• Administrative databases;
  • Bayesian latent class models;
  • Diagnosis;
  • Misclassification;
  • Prevalence;
  • Robustness;
  • Sensitivity;
  • Specificity

Summary Because primary data collection can be expensive, researchers are increasingly using information collected in medical administrative databases for scientific purposes. This information, however, is typically collected for reasons other than research, and many such databases have been shown to contain substantial proportions of misclassification errors. For example, many administrative databases contain fields for patient diagnostic codes, but these are often missing or inaccurate, in part because physician reimbursement schemes depend on medical acts performed rather than any diagnosis. Errors in ascertaining which individuals have a given disease bias not only prevalence estimates, but also estimates of associations between the disease and other variables, such as medication use. We attempt to estimate the prevalence of osteoarthritis (OA) among elderly Quebeckers using a government administrative database.
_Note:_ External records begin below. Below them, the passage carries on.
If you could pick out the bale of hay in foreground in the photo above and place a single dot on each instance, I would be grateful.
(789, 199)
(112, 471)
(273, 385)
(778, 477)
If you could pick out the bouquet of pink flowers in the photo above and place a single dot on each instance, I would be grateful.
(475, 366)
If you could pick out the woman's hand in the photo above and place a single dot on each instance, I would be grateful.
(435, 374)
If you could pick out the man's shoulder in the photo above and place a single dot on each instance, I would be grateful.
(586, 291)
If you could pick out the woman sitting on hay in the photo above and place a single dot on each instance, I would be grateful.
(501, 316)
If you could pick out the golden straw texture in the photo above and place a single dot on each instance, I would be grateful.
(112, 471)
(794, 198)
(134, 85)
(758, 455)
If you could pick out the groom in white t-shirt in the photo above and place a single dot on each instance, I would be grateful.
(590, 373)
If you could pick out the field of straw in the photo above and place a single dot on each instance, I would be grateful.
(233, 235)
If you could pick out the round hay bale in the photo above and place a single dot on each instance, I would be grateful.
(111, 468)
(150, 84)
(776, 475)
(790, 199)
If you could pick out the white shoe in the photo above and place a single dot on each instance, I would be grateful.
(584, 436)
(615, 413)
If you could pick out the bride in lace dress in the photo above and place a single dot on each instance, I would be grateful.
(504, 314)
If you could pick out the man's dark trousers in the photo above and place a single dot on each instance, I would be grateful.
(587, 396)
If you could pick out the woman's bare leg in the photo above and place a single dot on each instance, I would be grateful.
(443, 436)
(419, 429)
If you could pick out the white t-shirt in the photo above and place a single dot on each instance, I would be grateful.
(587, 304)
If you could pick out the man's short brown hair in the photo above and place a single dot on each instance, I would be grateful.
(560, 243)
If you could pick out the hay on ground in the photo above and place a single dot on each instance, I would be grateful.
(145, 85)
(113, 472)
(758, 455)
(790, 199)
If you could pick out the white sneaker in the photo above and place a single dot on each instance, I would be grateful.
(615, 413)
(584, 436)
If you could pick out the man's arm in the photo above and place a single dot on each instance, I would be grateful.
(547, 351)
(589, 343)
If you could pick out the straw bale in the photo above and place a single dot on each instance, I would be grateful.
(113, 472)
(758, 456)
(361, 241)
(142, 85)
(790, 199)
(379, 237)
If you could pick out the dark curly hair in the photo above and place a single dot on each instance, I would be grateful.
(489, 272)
We compare a naive estimate relying solely on the physician diagnoses of OA listed in the database to estimates from several different Bayesian latent class models which adjust for misclassified physician diagnostic codes via use of other available diagnostic clues. We find that the prevalence estimates vary widely, depending on the model used and assumptions made. We conclude that any inferences from these databases need to be interpreted with great caution, until further work estimating the reliability of database items is carried out.